Delapan warna telah terkumpul dalam paper bag yang dibawa Aire menuju tanah lapang sepi yang hanya di terangi obor. Terdapat dua meja yang saling berhadapan, lalu di masing-masing sisi terdapat sebuah tungku dan tumpukan bata dan kayu untuk melelehkan gula.
"Jadi gadis manja seperti kamu memiliki ikatan dengan iblis?" tanya Hara. "Cantik sejak awal, kata, dan memiliki keluarga bahagia. Apa yang perlu kau minta dari iblis?"
Aire tersenyum miring, tak menanggapi pertanyaan gadis itu. Seolah mengetahui segalanya tentang hidup Aire, padahal hanya melihat sampul luar yang diciptakan kedua orang tuanya.
Sebuah tunggul kayu di antara meja Aire dan Hara menjadi tempat duduk sang pangeran kegelapan yang menatap keduanya bergantian dengan tangan terlipat di depan dada.

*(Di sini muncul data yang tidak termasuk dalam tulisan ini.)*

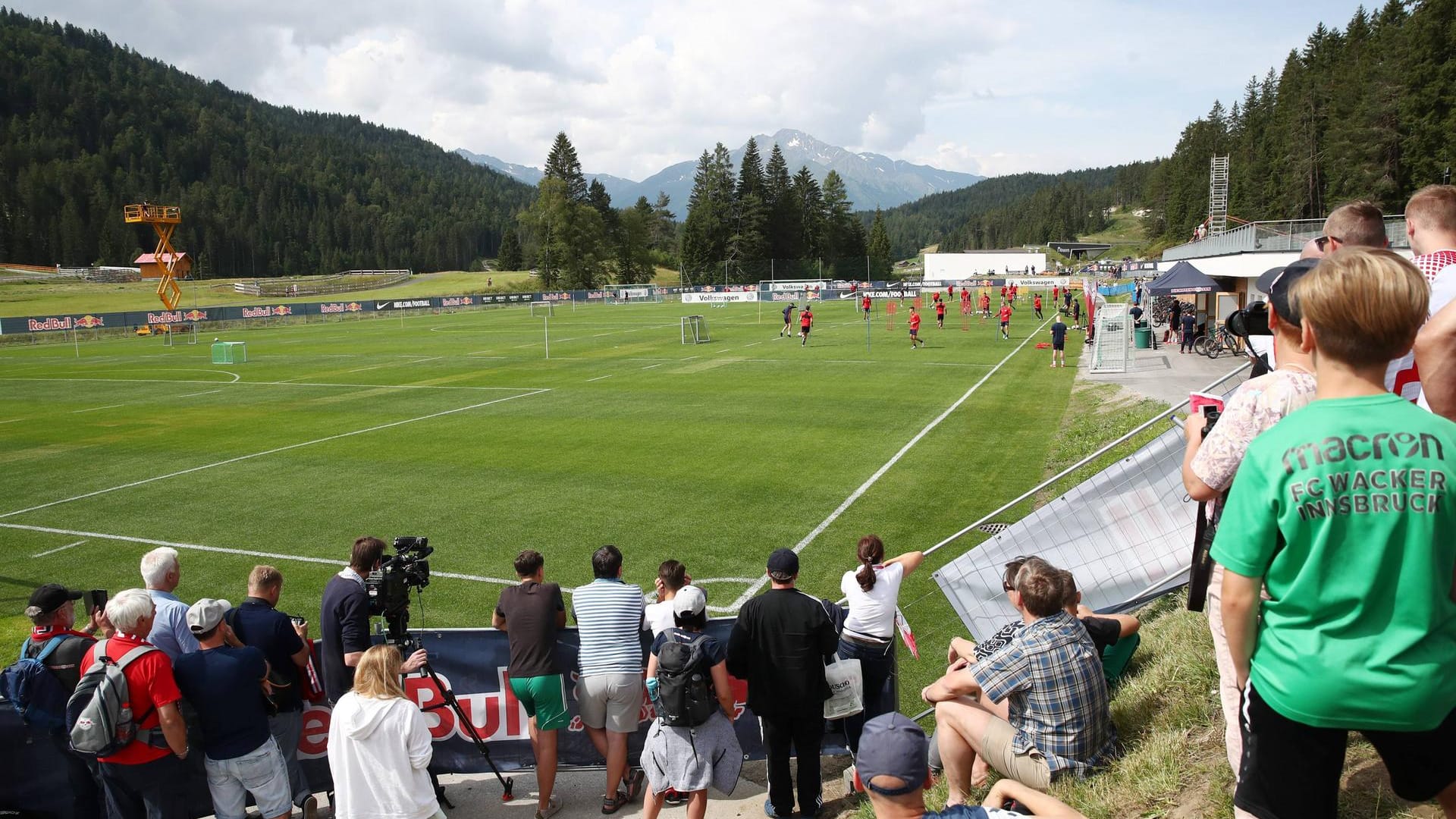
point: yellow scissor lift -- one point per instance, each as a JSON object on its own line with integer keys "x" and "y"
{"x": 165, "y": 221}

"Waktu kalian sampai tengah malam, di mulai sejak kalian menginjakkan kaki di tanah ini."
"Hei, curang!" kesal Aire.
Melihat kelengkapan bahan-bahan Hara, buat Aire merengut kesal. Ia tau ada satu warna yang tidak ia miliki. Dengan penuh keyakinan ia mulai melelehkan gula dalam tungku, menjaga api agar tak terlalu besar. Namun, bekerja untuk iblis memang penuh kecurangan, sesekali sosok itu meniupkan angin yang membuat Aire dan Hara mengumpat.
"Apa aku masukan bubuk rumput laut ini juga?" gumam Aire sembari melirik Hara yang mulai mewarnai permennya dalam sebuah wadah kecil.
Aire tertinggal, gadis itu masih sibuk dengan gula di atas tungku dan bubuk rumput laut yang ia tuangkan perlahan. Sementara Shall memperhatikan sosok itu dengan penuh kekaguman—bagaimana Aire bisa sesantai itu padahal nyawa mereka dipertaruhkan?
"Hara sudah hampir selesai, apa kau tidak ingin cepat menyelesaikan permenmu?" tanya Shall dari belakang tubuh mungil Aire yang sibuk mengipas arang di bawah tungku dengan kedua tangan.